Our story begins in 1873 when brothers Addison and Randolph Clark opened the first coed school in Texas where students would be "taught how to study, and given a purpose in life and a foundation on which to build character." That emphasis continues today at TCU and in the Schieffer School of Journalism.
The journalism program got its foot in the fledgling college with the publication of the Horned Frog yearbook in 1898. The appearance of the Skiff newspaper in 1902 cemented interest in such endeavors.
When J. Willard Ridings was hired in 1927 to establish a journalism department, the direction was set — TCU would produce a new crop of journalists, ones grounded in learning and practice, not ground out by gritty newsmen.

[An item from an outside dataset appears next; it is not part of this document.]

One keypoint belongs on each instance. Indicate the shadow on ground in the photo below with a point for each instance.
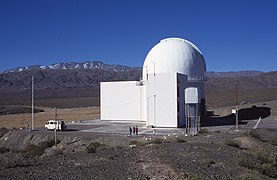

Through it all, the school adapted and grew. When a print shop was needed in the mid-1950s, it found a way to get one. When computers came calling, it upgraded. Always skimming the edge, the department churned out award-winning students and set new precedents — in 1967 it was the first accredited program at a private college in Texas; among the first, in 1985, to initiate ground-breaking discussions between crime victims and the media; and far ahead of the pack in combining the ad/PR tracks in 1979.
Today, 17 full-time faculty boast more than 250 collective years of experience in the field, as well as publications in every major scholarly journal. Add in 15 part-time faculty, and you get a world of experience.
The philosophy Ridings established in 1927 continues today: If a TCU graduate applies for a job in the media or in ad/PR, he or she will be hired on the spot.